Une autre condition préalable à la réussite est la réponse aux accusations de corruption contre les autorités haïtiennes. En mars, un rapport des Nations Unies a révélé que des membres du gouvernement précédent étaient impliqués dans la corruption, notamment le blanchiment d’argent et le détournement de fonds d’aide humanitaire. Selon le rapport, la corruption a joué un rôle important dans l’émergence de gangs plus puissants. Le gouvernement de transition a mis en place une commission spéciale pour enquêter sur ces allégations. Mais l’ancien président et les ministres de son administration n’ont pas encore été traduits en justice. Si la corruption se poursuit, elle créera des opportunités pour les gangs de tirer profit des faiblesses dans la gouvernance et continuera d’empêcher les réformes nécessaires.
Les efforts pour stabiliser le pays doivent également se concentrer sur les jeunes impliqués dans les gangs. Les organisations humanitaires disent que des milliers de jeunes, souvent mineurs, sont exploités par les gangs. Ces jeunes peuvent représenter une opportunité de changement, à condition que les autorités parviennent à les convaincre de quitter les gangs et à leur fournir des alternatives. La communauté internationale devrait soutenir des programmes de réhabilitation qui incluent une formation professionnelle, des opportunités éducatives et un soutien psychologique.

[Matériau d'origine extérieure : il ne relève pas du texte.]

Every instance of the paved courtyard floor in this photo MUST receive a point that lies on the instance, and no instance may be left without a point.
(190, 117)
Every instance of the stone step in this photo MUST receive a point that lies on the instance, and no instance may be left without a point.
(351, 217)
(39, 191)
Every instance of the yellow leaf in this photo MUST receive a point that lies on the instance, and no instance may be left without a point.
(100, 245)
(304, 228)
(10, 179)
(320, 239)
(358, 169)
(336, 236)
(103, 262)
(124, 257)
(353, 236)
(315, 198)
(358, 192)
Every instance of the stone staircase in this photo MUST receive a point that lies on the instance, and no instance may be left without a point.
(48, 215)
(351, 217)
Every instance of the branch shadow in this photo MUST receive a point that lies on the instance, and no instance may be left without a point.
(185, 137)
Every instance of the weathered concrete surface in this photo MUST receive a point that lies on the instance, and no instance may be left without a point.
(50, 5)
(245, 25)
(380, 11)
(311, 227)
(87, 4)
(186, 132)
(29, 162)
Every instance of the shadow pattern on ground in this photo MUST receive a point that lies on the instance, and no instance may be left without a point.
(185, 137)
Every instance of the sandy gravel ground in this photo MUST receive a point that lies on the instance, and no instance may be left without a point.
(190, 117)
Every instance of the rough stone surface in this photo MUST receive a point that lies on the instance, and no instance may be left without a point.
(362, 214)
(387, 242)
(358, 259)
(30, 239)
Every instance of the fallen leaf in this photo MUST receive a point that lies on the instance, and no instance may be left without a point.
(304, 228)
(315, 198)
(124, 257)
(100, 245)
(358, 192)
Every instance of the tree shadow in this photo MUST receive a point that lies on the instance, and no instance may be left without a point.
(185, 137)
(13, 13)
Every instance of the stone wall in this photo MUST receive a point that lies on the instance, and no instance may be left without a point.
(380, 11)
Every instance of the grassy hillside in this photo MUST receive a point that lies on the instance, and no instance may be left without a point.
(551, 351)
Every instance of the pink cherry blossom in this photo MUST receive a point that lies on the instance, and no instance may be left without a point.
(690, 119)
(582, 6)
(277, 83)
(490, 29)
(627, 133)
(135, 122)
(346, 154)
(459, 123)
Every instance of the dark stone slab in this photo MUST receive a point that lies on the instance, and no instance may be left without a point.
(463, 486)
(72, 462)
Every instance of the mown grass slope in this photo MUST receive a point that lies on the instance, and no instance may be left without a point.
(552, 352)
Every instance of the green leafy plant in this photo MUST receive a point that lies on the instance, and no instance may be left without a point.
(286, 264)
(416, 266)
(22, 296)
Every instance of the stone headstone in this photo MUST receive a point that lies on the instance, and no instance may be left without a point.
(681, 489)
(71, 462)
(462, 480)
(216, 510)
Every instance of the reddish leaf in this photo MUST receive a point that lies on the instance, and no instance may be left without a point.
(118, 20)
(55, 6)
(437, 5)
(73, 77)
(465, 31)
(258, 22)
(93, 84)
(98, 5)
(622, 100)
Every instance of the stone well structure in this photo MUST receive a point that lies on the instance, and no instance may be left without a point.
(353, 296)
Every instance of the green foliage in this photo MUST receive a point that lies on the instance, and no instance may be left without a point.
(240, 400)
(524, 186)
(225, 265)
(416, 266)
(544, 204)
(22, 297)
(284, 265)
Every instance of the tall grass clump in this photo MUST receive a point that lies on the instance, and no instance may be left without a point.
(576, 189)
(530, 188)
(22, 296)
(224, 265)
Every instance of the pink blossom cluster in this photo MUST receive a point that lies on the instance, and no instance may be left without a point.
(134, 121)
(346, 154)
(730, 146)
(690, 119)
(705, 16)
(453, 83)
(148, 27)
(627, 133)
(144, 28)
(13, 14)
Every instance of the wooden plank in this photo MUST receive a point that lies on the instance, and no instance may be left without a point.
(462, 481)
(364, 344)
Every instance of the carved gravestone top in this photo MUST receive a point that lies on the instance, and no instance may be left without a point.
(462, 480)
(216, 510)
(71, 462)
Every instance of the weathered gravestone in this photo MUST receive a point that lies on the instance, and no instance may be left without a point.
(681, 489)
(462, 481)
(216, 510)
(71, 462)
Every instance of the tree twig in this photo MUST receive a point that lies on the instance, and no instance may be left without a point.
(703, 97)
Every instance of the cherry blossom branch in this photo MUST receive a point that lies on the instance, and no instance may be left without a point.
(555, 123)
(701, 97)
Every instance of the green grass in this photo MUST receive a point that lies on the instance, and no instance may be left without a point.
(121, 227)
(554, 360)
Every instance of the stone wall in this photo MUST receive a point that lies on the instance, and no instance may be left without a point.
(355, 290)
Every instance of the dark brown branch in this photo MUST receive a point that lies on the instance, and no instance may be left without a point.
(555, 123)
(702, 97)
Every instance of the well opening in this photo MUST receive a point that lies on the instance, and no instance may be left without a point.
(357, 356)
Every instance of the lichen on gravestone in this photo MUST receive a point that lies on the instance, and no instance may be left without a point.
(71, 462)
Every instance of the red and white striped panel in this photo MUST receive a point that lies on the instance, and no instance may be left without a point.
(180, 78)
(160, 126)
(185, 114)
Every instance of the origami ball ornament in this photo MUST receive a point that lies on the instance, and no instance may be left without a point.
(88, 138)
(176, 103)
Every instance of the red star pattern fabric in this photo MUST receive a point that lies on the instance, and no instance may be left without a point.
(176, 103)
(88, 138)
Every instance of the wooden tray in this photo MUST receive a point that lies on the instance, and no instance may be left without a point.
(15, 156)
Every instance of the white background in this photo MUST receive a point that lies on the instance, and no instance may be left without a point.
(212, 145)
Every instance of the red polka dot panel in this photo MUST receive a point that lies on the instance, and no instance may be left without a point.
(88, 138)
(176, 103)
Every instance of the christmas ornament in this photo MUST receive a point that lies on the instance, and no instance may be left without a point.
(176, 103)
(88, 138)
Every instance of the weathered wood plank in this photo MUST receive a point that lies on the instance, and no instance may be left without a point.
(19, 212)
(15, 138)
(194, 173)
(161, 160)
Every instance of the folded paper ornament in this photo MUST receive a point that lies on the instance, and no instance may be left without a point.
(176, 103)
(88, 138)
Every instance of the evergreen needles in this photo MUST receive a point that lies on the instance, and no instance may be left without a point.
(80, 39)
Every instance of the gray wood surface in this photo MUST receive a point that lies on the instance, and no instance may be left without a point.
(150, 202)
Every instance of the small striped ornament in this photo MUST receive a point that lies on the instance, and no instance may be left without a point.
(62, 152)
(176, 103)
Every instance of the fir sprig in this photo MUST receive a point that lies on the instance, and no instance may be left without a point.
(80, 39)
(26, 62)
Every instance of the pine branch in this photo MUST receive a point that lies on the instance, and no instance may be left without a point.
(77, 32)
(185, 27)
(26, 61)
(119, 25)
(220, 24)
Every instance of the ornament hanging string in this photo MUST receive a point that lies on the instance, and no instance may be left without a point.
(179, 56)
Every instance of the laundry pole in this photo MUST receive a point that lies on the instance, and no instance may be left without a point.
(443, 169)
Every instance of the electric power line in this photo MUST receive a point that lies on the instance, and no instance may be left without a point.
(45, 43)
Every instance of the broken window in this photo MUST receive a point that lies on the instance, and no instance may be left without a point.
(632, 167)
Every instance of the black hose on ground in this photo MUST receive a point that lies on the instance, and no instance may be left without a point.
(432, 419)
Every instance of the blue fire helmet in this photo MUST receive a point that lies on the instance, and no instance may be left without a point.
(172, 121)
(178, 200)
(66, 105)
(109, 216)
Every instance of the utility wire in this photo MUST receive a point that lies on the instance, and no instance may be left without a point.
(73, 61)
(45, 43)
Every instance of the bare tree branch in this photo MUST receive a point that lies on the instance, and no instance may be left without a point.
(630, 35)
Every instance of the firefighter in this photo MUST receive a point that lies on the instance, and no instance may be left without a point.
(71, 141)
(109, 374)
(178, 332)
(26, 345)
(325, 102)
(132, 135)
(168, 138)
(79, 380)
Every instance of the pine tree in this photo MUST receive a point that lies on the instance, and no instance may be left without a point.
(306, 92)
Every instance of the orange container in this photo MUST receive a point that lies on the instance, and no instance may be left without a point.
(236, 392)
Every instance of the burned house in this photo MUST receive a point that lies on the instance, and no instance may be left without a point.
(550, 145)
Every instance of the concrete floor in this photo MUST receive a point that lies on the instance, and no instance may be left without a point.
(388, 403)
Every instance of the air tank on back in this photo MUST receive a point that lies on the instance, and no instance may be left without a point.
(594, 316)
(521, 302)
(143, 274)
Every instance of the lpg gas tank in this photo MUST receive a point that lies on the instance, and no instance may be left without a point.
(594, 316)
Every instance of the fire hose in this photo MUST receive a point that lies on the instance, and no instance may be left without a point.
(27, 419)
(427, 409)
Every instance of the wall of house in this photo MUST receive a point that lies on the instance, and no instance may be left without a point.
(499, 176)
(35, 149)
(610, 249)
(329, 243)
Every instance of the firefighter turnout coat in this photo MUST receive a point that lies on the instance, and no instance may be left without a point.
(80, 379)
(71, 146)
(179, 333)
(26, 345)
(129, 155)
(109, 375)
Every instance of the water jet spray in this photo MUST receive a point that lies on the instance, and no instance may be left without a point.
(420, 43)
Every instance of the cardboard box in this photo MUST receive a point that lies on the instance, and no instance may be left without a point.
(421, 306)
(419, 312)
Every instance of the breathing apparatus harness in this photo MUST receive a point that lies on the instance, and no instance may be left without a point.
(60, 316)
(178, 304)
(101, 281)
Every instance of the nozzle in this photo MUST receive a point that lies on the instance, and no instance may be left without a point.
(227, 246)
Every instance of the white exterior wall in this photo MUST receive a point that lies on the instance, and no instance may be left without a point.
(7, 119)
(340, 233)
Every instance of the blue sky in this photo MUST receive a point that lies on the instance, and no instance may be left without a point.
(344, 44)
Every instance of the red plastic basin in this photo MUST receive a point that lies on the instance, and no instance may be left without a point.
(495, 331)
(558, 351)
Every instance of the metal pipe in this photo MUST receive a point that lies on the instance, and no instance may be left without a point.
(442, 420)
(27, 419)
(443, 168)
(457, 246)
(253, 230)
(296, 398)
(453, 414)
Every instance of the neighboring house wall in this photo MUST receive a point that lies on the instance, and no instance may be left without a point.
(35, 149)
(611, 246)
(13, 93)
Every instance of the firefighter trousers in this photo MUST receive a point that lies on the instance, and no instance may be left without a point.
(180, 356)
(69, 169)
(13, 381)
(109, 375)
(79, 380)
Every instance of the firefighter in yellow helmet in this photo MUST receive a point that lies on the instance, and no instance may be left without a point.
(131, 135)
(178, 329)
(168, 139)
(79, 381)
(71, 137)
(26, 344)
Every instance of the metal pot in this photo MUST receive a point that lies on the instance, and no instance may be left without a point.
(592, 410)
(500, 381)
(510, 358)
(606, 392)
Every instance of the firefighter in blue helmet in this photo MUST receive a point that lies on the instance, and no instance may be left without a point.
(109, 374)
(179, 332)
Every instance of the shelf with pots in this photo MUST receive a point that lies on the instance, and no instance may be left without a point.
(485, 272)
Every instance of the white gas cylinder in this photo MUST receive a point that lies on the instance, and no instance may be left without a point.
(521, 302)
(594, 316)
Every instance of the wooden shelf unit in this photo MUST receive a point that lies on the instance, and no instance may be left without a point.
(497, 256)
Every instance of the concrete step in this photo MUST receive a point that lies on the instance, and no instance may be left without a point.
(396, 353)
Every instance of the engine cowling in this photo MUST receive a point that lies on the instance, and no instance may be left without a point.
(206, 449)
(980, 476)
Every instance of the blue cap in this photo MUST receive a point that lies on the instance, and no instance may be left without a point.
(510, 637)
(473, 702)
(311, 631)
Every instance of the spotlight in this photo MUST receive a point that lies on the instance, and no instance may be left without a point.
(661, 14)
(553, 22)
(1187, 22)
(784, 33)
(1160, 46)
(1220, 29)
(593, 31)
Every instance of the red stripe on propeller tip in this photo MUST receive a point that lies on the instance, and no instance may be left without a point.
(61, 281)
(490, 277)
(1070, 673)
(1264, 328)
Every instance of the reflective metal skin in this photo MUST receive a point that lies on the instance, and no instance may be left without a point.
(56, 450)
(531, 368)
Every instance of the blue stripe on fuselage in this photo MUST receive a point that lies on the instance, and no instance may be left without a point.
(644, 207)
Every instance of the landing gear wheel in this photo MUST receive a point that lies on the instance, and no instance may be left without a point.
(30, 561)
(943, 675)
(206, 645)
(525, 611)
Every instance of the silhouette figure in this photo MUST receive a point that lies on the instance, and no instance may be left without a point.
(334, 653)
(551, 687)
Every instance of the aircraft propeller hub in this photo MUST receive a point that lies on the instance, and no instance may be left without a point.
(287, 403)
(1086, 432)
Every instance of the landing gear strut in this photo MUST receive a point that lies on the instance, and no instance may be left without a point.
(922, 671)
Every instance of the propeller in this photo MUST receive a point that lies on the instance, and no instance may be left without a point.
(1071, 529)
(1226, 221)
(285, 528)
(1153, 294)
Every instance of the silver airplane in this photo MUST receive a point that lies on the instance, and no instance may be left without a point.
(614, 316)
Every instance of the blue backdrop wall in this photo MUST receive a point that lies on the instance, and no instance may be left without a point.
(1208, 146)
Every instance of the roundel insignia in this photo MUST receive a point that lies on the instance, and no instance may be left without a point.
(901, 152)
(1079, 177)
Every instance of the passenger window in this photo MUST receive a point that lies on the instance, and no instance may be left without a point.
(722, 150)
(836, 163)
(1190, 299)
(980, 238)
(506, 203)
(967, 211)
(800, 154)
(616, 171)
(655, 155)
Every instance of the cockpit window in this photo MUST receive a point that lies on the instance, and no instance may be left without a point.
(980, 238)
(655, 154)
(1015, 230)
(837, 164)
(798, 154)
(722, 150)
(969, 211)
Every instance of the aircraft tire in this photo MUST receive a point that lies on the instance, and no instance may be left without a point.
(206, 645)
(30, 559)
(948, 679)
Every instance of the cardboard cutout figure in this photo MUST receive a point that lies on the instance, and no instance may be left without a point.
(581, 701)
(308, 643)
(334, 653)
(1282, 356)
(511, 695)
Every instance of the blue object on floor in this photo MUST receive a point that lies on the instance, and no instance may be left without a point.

L’ultime point crucial à aborder est la démobilisation des gangs. Le ministre de la Justice haïtien a appelé à des négociations entre le gouvernement et les gangs pour faciliter leur désarmement. Mais les négociations sont difficiles en raison du manque de confiance entre les parties et du fait que les gangs n’ont pas d’unité centralisée. De plus, de nombreux membres de gangs sont motivés par des profits financiers, ce qui complique les négociations.
VOIE À SUIVRE
Il est crucial pour la communauté internationale et les responsables haïtiens de comprendre que le succès dépendra de leur capacité à travailler ensemble et à être cohérents dans leurs efforts. Les fonds doivent être alloués de manière adéquate à la MSS pour assurer une présence robuste et efficace. Le gouvernement de transition doit démontrer son engagement envers la justice et les réformes. Les Haïtiens méritent une gouvernance qui fonctionne pour eux et non contre eux.
Les mois à venir seront décisifs pour le futur d’Haïti. Avec un soutien international adéquat, un leadership politique stable et une gestion efficace des programmes de réhabilitation et de désarmement, le pays peut espérer tourner la page de ses crises persistantes. L’optimisme doit être accompagné de mesures concrètes et d’un engagement renouvelé envers les réformes nécessaires pour rétablir l’ordre et la stabilité dans le pays.